1The Spectrum of a Spectrum
The term 'Cepstrum' is an anagram of 'Spectrum.' To calculate MFCCs, we take the Log-Mel Spectrogram and apply the Discrete Cosine Transform (DCT). This process 'decorrelates' the data. In a normal spectrogram, adjacent frequency bins are highly related; MFCCs separate this information into independent coefficients. This makes them perfect for older Machine Learning models like GMMs or HMMs, and still highly relevant for lightweight Deep Learning on the edge.
import librosa
# Calculate MFCCs directly from audio
# n_mfcc specifies how many coefficients to keep
mfccs = librosa.feature.mfcc(y=y, sr=sr, n_mfcc=13)2Modeling the Human Voice
Sound is created by air passing through the vocal folds (The Source) and then being shaped by the mouth, tongue, and throat (The Filter). The filter creates resonances called Formants. MFCCs are designed to capture these formants while ignoring the exact pitch of the vocal folds. This is why a speech model can recognize the word 'Hello' whether it's spoken by a deep-voiced man or a high-pitched child—it's looking at the Filter Shape, which MFCCs represent perfectly.
import librosa.display
import matplotlib.pyplot as plt
plt.figure(figsize=(10, 4))
librosa.display.specshow(mfccs, x_axis='time')
plt.colorbar()
plt.title('MFCC representation of speech')

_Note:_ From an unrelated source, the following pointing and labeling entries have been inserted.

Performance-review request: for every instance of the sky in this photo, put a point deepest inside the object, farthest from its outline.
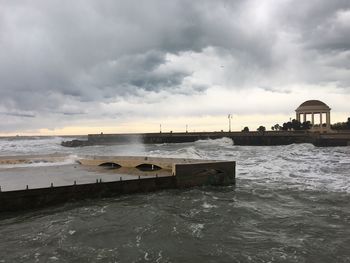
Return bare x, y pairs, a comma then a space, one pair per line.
91, 66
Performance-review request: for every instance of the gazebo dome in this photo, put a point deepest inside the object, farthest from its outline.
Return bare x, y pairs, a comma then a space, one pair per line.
313, 104
318, 108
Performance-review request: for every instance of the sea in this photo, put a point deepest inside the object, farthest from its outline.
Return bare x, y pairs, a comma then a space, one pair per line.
290, 204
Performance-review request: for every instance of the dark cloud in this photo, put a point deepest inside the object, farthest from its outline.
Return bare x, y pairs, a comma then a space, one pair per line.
61, 53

plt.tight_layout()3Capturing Motion
Speech is not static; it's a sequence of movements. A single frame of MFCCs only shows a 'snapshot' of the vocal tract. To see how the sound is changing, we calculate Deltas (the first derivative) and Delta-Deltas (the second derivative). This tells the model how fast the tongue is moving or how quickly a vowel is transitioning into a consonant. A standard feature vector for speech often consists of 13 MFCCs, 13 Deltas, and 13 Delta-Deltas, for a total of 39 features per frame.
# Calculate Deltas and Delta-Deltas
import numpy as np
delta_mfcc = librosa.feature.delta(mfccs)
delta2_mfcc = librosa.feature.delta(mfccs, order=2)
# Stack them to create a 39-dimensional feature
feature_vector = np.vstack([mfccs, delta_mfcc, delta2_mfcc])